Noonan syndrome (NS) is an autosomal dominant disorder characterized by facial dysmorphisms, short stature and congenital heart defects. The disorder is genetically heterogeneous and shows clinical overlap with other RASopathies. These syndromes are caused by mutations in a variety of genes leading to dysregulation of the RAS-MAPK pathway: PTPN11, KRAS, SOS1, RAF1, CBL, SHOC2, NRAS, BRAF, MAP2K1, MAP2K2, HRAS, NF1 and SPRED1. In this study, we conduct a genotype-phenotype analysis of 33 patients with a clinical diagnosis of NS without a PTPN11 mutation. Mutation analysis of the genes involved in RASopathies was performed, except for NF1 and SPRED1. In 14 (42%) NS patients, a mutation was found, 7 (21%) had a mutation in SOS1, 3 (9%) in RAF1 and 1 (3%) in KRAS, MAP2K2, BRAF and SHOC2 each. The phenotype of these mutation-positive cases corresponded to that described in the literature. In the cases with a BRAF and MAP2K2 mutation, the diagnosis cardio-facio-cutaneous syndrome was made. The patient with the SHOC2 mutation had features compatible with 'Noonan-like syndrome with loose anagen hair'. Three major clinical features of NS - a typical face, short stature and a pulmonary valve stenosis - were less frequently present in the group without a mutation. Missense mutations in genes encoding proteins of the RAS-MAPK pathway cause NS. The 3 major clinical features of NS were less frequently present in the mutation-negative patients, which stresses the importance of the syndrome-specific symptoms of the face, heart and short stature in NS. However, all mutation-negative cases met the NS criteria, indicating that the involvement of novel genes is to be expected.

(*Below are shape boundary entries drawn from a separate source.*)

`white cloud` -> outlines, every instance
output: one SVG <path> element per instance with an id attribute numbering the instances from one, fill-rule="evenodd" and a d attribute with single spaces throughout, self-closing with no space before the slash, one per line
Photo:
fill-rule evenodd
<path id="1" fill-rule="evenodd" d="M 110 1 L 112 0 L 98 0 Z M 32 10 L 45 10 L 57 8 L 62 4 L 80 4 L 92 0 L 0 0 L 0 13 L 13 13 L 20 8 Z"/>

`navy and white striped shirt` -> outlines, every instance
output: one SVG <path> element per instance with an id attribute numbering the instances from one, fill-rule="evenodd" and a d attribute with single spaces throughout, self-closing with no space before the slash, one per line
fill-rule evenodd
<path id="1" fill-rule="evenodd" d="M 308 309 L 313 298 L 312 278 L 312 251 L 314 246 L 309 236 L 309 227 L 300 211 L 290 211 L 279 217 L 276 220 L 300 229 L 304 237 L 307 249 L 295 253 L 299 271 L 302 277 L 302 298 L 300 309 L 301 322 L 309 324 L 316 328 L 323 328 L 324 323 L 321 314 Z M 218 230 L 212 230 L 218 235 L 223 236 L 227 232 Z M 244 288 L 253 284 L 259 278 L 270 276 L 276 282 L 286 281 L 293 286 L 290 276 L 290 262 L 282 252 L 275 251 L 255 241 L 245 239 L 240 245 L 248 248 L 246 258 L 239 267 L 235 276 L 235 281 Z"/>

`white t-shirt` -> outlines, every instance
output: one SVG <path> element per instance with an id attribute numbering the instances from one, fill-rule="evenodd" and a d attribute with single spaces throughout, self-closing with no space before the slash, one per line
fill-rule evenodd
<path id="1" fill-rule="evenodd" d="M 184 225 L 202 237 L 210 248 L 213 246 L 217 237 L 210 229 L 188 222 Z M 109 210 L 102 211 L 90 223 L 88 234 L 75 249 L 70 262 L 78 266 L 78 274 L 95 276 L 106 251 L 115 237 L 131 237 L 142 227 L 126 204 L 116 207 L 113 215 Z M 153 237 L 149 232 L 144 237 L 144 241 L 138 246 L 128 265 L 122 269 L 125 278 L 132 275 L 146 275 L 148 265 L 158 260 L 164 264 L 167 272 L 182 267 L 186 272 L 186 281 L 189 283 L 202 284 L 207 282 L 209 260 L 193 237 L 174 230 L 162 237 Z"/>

努南综合征(NS)是一种常染色体显性疾病,其特征为面部畸形、身材矮小和先天性心脏缺陷。该疾病具有遗传异质性,且与其他RAS病存在临床重叠。这些综合征是由多种基因的突变导致RAS-MAPK信号通路失调引起的,这些基因包括:PTPN11、KRAS、SOS1、RAF1、CBL、SHOC2、NRAS、BRAF、MAP2K1、MAP2K2、HRAS、NF1和SPRED1。在本研究中,我们对33例临床诊断为NS且无PTPN11突变的患者进行了基因型-表型分析。除NF1和SPRED1外,我们对涉及RAS病的基因进行了突变分析。在14例(42%)NS患者中发现了突变,其中7例(21%)SOS1基因发生突变,3例(9%)RAF1基因发生突变,KRAS、MAP2K2、BRAF和SHOC2基因各有1例(3%)发生突变。这些突变阳性病例的表型与文献中描述的一致。在BRAF和MAP2K2突变的病例中,诊断为心脏-颜面-皮肤综合征。SHOC2突变的患者具有与“生长期毛发松动的努南样综合征”相符的特征。NS的三个主要临床特征——典型面容、身材矮小和肺动脉瓣狭窄——在无突变组中出现的频率较低。编码RAS-MAPK信号通路蛋白的基因中的错义突变会导致NS。NS的三个主要临床特征在突变阴性患者中出现的频率较低,这凸显了NS中面部、心脏和身材矮小等综合征特异性症状的重要性。然而,所有突变阴性病例均符合NS标准,这表明有望发现新的相关基因。